Greek Prime Minister George Papandreou agreed yesterday to step down, paving the way for the creation of a new government to get international aid and avert a default. European finance chiefs met in Brussels today to work on a plan to raise the region’s bailout fund.

Stocks slumped on Oct. 31 and Nov. 1 as Papandreou announced his desire to hold a vote on a European Union bailout. After rallying two straight days, the S&P 500 dropped on Nov. 4 as the Group of 20 nations failed to agree on increasing the International Monetary Fund’s resources to fight the crisis.

Home Depot Rallies

Some of the biggest companies rose today. Home Depot increased 2.6 percent to $37.34. Hewlett-Packard gained 3.4 percent to $27.88.

Amgen rallied 5.9 percent to $58.43. The stock repurchase plan, amounting to about 10 percent of the company, is part of a current $10 billion buyback program, Amgen said in a regulatory filing today. The drugmaker will raise debt to help fund it. The offer starts tomorrow at a range of $54 to $60 a share, and Amgen will have about $2 billion of net debt afterwards, said Mark Schoenebaum, an analyst with ISI Group.

Dish Network Corp., the second-largest U.S. satellite-TV provider, gained 5 percent to $24.66, after awarding a special dividend that allayed investors’ concerns the company will invest billions in a wireless network.

Jefferies Cuts Holdings

Jefferies Group Inc. added 1.4 percent to $12.24. The New York-based firm cut gross holdings in sovereign securities of Portugal, Italy, Ireland, Greece and Spain by almost 50 percent since last week’s close of trading, to show how easily it can reduce funds at risk. Jefferies slumped 18 percent last week as Egan-Jones Ratings Co. downgraded the firm’s debt, citing large “sovereign obligations” relative to equity.

Financial shares tumbled the most in the S&P 500 last week, losing 5.4 percent, on concern about potential losses from Europe and as MF Global Holdings Ltd. filed for bankruptcy protection after making bets on European sovereign debt. CME Group Inc. is reducing the initial margin required to back futures trades to ease the bulk transfer of accounts held by MF Global customers.

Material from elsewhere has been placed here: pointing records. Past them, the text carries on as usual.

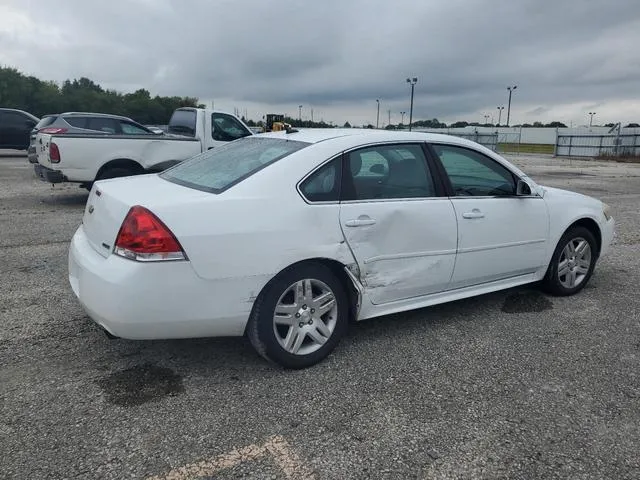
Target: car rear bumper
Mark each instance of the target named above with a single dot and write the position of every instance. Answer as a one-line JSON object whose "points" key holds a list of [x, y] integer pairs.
{"points": [[608, 233], [144, 301], [48, 175]]}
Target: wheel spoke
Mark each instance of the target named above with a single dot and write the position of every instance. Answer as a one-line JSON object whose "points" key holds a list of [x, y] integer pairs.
{"points": [[308, 292], [584, 263], [322, 328], [286, 310], [299, 293], [298, 343], [582, 270], [294, 340], [287, 320], [563, 268], [297, 323], [582, 248], [324, 303], [317, 337], [569, 249]]}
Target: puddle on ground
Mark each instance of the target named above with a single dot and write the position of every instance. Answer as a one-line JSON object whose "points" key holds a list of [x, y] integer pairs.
{"points": [[141, 384], [525, 302]]}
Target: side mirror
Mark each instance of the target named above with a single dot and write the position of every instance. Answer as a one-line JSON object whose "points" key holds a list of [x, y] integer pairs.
{"points": [[523, 188]]}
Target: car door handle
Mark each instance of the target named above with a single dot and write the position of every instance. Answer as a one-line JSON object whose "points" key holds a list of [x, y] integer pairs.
{"points": [[361, 221], [475, 213]]}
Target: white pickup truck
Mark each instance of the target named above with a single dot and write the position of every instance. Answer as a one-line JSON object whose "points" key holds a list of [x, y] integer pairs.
{"points": [[85, 158]]}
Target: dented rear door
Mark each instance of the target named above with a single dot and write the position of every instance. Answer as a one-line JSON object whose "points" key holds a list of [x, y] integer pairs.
{"points": [[405, 247]]}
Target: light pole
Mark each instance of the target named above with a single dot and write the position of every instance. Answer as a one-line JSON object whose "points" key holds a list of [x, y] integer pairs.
{"points": [[511, 89], [412, 82], [500, 114]]}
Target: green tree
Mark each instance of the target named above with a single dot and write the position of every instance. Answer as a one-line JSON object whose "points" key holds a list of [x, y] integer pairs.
{"points": [[43, 97]]}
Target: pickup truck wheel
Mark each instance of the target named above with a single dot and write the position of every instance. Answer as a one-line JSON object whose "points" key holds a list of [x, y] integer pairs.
{"points": [[115, 172]]}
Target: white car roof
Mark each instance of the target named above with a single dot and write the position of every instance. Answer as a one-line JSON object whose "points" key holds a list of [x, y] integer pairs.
{"points": [[363, 135]]}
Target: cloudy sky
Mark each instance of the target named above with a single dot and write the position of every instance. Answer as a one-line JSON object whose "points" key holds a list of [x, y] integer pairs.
{"points": [[567, 57]]}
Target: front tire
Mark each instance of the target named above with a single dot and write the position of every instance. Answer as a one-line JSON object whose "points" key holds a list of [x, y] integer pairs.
{"points": [[572, 264], [300, 316]]}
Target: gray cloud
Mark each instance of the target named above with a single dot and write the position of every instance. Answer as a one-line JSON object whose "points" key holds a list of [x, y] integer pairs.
{"points": [[340, 56]]}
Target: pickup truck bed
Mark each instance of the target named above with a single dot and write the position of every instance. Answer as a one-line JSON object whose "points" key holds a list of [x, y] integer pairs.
{"points": [[85, 158]]}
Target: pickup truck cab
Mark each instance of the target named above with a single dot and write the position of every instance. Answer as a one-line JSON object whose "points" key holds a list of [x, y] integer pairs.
{"points": [[86, 158]]}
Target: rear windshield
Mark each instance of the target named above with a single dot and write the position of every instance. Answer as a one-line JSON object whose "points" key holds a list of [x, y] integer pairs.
{"points": [[222, 167], [183, 122], [45, 122]]}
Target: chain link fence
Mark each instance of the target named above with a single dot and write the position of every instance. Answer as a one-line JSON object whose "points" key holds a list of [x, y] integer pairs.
{"points": [[587, 145]]}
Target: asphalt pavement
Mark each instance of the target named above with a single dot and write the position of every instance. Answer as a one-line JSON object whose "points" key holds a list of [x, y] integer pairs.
{"points": [[514, 384]]}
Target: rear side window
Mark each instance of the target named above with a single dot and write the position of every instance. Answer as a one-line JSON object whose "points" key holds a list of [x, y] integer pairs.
{"points": [[45, 122], [106, 125], [222, 167], [473, 174], [183, 122]]}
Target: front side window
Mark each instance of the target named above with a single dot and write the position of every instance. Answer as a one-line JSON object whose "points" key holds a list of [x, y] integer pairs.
{"points": [[474, 174], [79, 122], [387, 172], [131, 129], [183, 122], [323, 185], [226, 128], [222, 167]]}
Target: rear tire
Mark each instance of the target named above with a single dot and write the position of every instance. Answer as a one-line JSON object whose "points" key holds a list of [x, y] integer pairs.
{"points": [[115, 172], [299, 317], [572, 263]]}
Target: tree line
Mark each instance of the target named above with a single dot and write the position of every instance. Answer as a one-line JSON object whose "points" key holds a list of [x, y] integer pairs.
{"points": [[39, 98]]}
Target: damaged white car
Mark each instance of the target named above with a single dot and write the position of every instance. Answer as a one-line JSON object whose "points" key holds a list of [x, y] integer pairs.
{"points": [[285, 237]]}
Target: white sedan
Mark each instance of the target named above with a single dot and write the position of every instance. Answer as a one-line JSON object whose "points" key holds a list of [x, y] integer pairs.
{"points": [[285, 237]]}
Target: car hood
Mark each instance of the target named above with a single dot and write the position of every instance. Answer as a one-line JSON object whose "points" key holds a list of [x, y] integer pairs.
{"points": [[559, 193]]}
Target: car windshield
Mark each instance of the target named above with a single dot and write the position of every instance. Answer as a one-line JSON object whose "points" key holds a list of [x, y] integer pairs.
{"points": [[222, 167]]}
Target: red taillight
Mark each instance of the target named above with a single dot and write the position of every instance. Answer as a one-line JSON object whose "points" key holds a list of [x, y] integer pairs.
{"points": [[54, 153], [52, 130], [145, 238]]}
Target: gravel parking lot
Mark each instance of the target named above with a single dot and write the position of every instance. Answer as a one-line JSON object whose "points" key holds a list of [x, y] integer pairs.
{"points": [[509, 385]]}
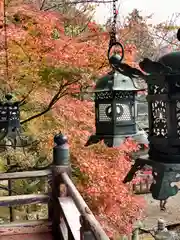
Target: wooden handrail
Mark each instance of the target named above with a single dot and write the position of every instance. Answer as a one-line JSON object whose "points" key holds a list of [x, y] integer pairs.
{"points": [[23, 199], [84, 209], [25, 174]]}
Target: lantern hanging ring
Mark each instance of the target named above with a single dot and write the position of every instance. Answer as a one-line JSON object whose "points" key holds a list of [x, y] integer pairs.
{"points": [[113, 42]]}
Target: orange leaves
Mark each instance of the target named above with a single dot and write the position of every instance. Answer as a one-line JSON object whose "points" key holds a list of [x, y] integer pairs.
{"points": [[111, 200]]}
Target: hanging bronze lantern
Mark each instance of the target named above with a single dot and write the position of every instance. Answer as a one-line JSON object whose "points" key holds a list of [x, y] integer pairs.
{"points": [[115, 110]]}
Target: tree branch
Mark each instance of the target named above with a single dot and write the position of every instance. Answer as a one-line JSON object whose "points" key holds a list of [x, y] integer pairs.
{"points": [[60, 93], [77, 2]]}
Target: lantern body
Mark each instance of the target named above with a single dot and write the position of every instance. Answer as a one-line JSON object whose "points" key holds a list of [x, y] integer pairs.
{"points": [[115, 109], [164, 116]]}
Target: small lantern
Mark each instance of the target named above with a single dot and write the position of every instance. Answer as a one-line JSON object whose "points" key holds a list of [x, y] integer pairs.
{"points": [[9, 117], [115, 110]]}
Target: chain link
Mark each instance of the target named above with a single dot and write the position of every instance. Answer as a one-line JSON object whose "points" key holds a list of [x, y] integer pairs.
{"points": [[113, 28]]}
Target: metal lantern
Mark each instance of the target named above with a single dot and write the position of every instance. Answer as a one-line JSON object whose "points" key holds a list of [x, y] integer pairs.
{"points": [[164, 112], [115, 111], [9, 118], [164, 128]]}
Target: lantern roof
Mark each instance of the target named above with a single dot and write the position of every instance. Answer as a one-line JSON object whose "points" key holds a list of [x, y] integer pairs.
{"points": [[116, 81], [171, 60]]}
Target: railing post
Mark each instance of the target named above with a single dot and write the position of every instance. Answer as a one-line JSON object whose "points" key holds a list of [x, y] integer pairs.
{"points": [[60, 164], [162, 233], [85, 230]]}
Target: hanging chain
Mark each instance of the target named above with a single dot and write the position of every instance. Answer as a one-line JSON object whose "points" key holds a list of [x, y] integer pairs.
{"points": [[113, 42], [113, 28], [6, 48]]}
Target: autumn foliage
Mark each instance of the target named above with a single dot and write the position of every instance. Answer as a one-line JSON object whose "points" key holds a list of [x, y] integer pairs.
{"points": [[40, 52]]}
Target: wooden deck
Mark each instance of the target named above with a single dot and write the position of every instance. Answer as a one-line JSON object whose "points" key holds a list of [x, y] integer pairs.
{"points": [[153, 213], [31, 236], [29, 230]]}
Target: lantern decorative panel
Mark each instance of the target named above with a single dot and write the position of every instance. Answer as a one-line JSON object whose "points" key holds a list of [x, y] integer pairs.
{"points": [[115, 109], [164, 128]]}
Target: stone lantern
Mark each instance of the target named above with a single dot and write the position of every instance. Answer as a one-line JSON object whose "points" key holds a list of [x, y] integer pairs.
{"points": [[164, 128], [115, 111]]}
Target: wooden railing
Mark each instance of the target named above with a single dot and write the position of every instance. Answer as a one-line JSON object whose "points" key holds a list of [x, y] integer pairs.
{"points": [[69, 217]]}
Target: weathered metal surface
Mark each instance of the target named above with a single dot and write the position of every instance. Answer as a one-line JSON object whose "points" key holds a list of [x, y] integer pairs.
{"points": [[33, 236], [72, 215], [153, 212], [23, 199], [27, 227], [26, 174]]}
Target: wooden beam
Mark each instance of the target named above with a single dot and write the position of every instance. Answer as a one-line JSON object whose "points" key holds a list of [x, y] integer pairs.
{"points": [[72, 215], [83, 208], [7, 201], [39, 226], [25, 174]]}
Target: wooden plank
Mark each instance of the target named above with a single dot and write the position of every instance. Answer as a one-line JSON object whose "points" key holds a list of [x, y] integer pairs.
{"points": [[26, 227], [33, 236], [72, 215], [83, 208], [6, 201], [26, 174]]}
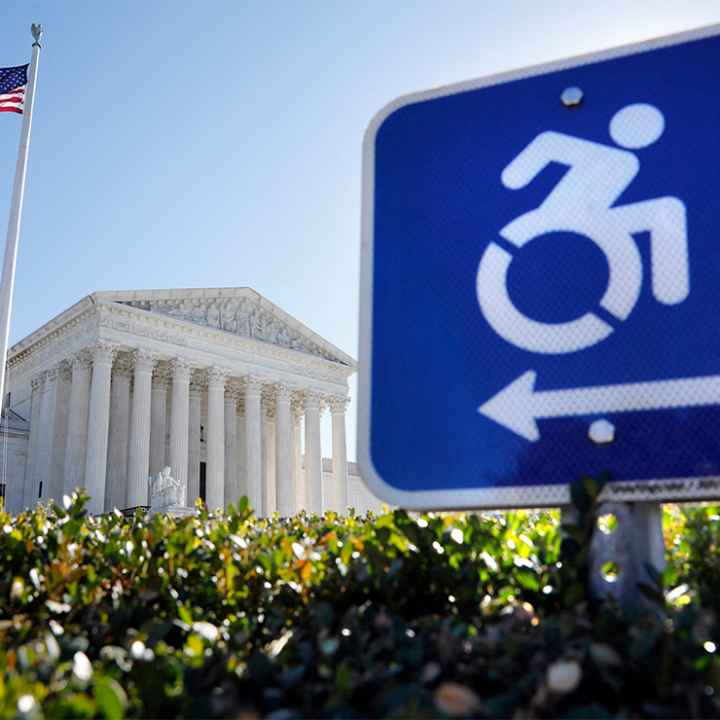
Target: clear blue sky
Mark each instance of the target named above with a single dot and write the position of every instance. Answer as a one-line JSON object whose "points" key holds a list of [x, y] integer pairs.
{"points": [[218, 142]]}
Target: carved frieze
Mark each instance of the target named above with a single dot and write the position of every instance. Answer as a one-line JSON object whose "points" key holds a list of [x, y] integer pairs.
{"points": [[239, 316]]}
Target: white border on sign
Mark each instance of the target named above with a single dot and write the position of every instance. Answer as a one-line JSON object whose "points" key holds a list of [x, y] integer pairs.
{"points": [[666, 489]]}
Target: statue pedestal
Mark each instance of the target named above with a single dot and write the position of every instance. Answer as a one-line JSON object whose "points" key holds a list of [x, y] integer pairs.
{"points": [[173, 510]]}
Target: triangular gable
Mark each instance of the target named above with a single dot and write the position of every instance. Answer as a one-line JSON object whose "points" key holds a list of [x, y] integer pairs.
{"points": [[240, 311]]}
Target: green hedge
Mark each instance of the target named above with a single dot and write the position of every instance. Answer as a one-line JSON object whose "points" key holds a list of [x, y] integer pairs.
{"points": [[393, 615]]}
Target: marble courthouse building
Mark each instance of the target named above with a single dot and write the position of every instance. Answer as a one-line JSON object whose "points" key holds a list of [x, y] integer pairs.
{"points": [[219, 384]]}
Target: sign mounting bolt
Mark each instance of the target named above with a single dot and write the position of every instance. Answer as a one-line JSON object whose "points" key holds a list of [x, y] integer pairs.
{"points": [[572, 96], [602, 432]]}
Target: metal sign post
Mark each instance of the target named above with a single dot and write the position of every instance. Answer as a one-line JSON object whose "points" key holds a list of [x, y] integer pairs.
{"points": [[539, 288]]}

“The decision to roll back margin requirements is a positive,” Mark Grant, a managing director at Southwest Securities Inc. in Fort Lauderdale, Florida, said in an e-mail. “Otherwise there would have been a tremendous amount of margin calls, which could have caused a good amount of selling in other markets to pay for the margin calls.”

First Solar Declines

First Solar declined 3.7 percent to $47.74. Yingli Green Energy Holding Co. and Renesola Ltd. cut forecasts for shipments and wrote down inventory, the latest in a series of industry warnings. Solar companies around the world are cutting profit forecasts as plunging prices spurred on by a surge in Chinese manufacturing capacity crimps margins.

S&P 500 companies are poised to report the biggest annual sales increase on record even as analysts reduce their estimate for growth in 2012. Revenue in the benchmark gauge of American common equity will rise 11 percent to $1,052.42 a share in 2011, according to more than 10,000 forecasts compiled by Bloomberg.

Projections for next year have been cut 1 percent in the past month after 43 percent of S&P 500 companies from 3M Co. to Amazon.com Inc. missed third-quarter forecasts, the most since 2009, data show.

Record Gains

Bulls say record gains in sales mean the economy is doing well enough for equities to rally after price-earnings ratios fell 20 percent below the six-decade average. To bears, the deceleration in growth shows the European debt crisis is curbing the economy and that stocks will resume declines after the S&P 500 posted its biggest monthly rally since 1991.

“Everybody thinks the world’s coming to an end, but corporate America is doing great and it’s a function of good sales,” Eric Green, a Philadelphia-based fund manager at Penn Capital Management, which oversees about $6 billion, said in a telephone interview on Nov. 3. “It’s not unusual that you get these short-term slowdowns during panicky markets. The sales estimates coming down is a good thing because it allows to companies to meet or beat more easily.”